Data base, informasi detail harus dimiliki karena hal penting dasar perencanaan pembangunan.


Undang-Undang Nomor 6 Tahun 2014 tentang Desa yang ditindaklanjuti Peraturan Pemerintah Nomor 43 Tahun 2014 tentang pelaksanaan Undang-Undang Nomor 6 Tahun 2014 tentang Desa yang menekankan segala aspek dan tak luput kemandirian demikian pula perlindungan.


Tinggal di desa, pasti tahu? hidup di desa itu seperti berjalan di ladang ranjau. Ada yang tampaknya baik tapi menjerat, ada yang berlagak membantu tapi memiskinkan. Di balik sawah yang menguning dan senyum yang ramah, banyak petani kecil yang masih terjebak dalam lingkaran utang, ketergantungan, dan ketidakberdayaan.


Tapi tahukah kita, sejak puluhan tahun lalu, tokoh-tokoh bangsa kita sudah menyadari itu?
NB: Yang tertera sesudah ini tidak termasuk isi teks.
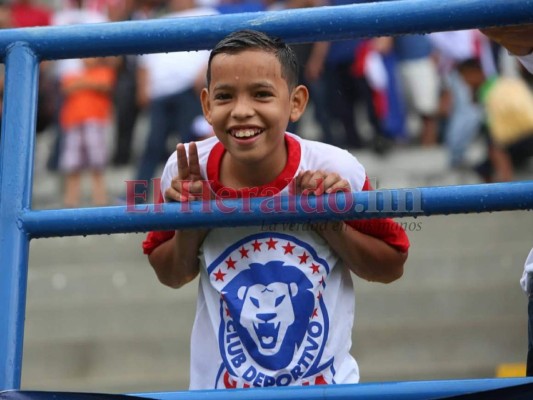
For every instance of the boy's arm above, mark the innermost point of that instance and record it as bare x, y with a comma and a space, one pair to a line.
367, 256
175, 260
375, 249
Tatanan masyarakat desa yang mengakui, menghormati, memenuhi, melindungi serta melayani hak-hak seluruh warga desa termasuk masyarakat rentan dan marjinal. Setiap warga desa idealnya bersedia secara sukarela membuka ruang bagi semua pihak dan meniadakan hambatan untuk berpartisipasi secara setara, saling menghargai serta merangkul setiap perbedaan, Tapi bergeser, Apakah sejak Dana Desa bergulir.

Banyak berbondong memperebutkan sosok orang nomor 1 di Desa tetapi dengan minimnya kapasitas, sehingga kebocoran anggaran mengunung.
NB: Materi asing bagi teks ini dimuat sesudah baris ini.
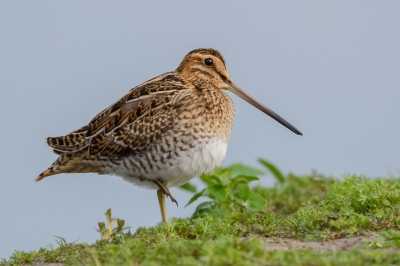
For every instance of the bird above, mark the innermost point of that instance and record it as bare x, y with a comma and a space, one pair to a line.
163, 132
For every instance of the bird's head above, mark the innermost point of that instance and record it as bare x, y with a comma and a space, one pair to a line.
207, 67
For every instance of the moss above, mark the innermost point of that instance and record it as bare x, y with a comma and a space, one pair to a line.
305, 208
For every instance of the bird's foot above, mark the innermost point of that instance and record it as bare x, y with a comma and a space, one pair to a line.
165, 190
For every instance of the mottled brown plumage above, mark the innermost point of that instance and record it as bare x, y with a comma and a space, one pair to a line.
161, 133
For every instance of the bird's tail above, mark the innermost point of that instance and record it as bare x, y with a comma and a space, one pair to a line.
78, 162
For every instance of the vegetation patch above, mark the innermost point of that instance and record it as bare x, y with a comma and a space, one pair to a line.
315, 220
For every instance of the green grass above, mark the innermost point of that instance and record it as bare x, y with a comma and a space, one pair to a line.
306, 208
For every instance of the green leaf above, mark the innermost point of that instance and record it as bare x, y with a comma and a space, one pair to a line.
195, 197
274, 170
120, 224
256, 202
205, 177
202, 208
244, 179
217, 192
221, 213
243, 192
188, 187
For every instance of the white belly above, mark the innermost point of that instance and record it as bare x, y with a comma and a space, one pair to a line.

Saat ini, kuat melangit si lemah membumi dan berharap profesional tapi mempraktekkan sistem bar-bar, mempertontonkan sistem Demokrasi kelas atas, demikan pula Pemerintahan Desa harus mampu hadapi gejolak, baik internal maupun external serta jangan diobok-obok sistem dan oknum rakus.


Teknokrat, termasuk politisi teknokratik yang anti-politik, menganggap dirinya seperti palu, sekaligus memandang entitas lokal dan asosiasi manusia (Daerah, Desa, Kampus, Sekolah, dll) seperti paku.


Hasrat mereka adalah menggunakan palu untuk memukul paku. Inilah target terhadap objek. Mereka melarang orang lain menjadi subjek, kecuali subjek dalam pengertian hamba. Semakin banyak objek yang ditarget, atau paku yang dipalu, maka mereka bisa mengklaim dan membuat laporan tentang kinerja bagus. Setelah laporan kinerja, lalu pertunjukan performativity. Hingga laporan dan pertunjukan tidak mencerminkan realitas yang sejati dan outcome yg jelas. 


Otak hanya berisi palu meski banyak punya gelar akademik yang tinggi, lupa dan dungu bahwa berbagai asosiasi manusia dan entitas lokal bukan paku dan objek utk di palu. Manusia dan entitas lokal tetap merupakan subjek yang memikiki resistensi dan artikulasi terhadap palu. Karena itu, entitas lokal menjalani aturan dan target - sebagai bentuk palu - bukan dengan hormat dan martabat, melaikan cukup dengan siasat.


Kebanyakan mereka tidak pernah bergulat dengan realitas, artikulasi, dan nilai yang melekat pada hidup, kehidupan, dan penghidupan di medan rakyat. 


Berbenahlah, transformasi pembangunan tidak akan relevan jika hanya berteori dan janji tanpa didukung kegiatan nyata.


Urgensi SDGs Desa bagi Pemerintah Desa dan masyarakat Desa sebagai instrument Perencanaan Pembangunan Desa berbasis Data agar tepat sasaran sesuai dgn kebutuhan, karena didasarkan pada Kondisi Riil masyarakat Desa. Umumnya, rencana pembangunan yang tidak didasarkan pada data yang akurat akan menghasilkan pembangunan syarat kepentingan dan amburadul, sehingga kearifan lokal desa kian bertambah melalui efek berbagai program yg dibalut sedemikian rupa hingga kesempatan lahirrnya aturan yang dipolitisasi.


Alangkah indahnya semua penganggaran harus direncanakan dan semua perencanaan harus dianggarkan serta yang dilahirkan karena kebutuhan bukan kepentingan dan sungsang.


Suara lantang hilang ditelan kepentingan.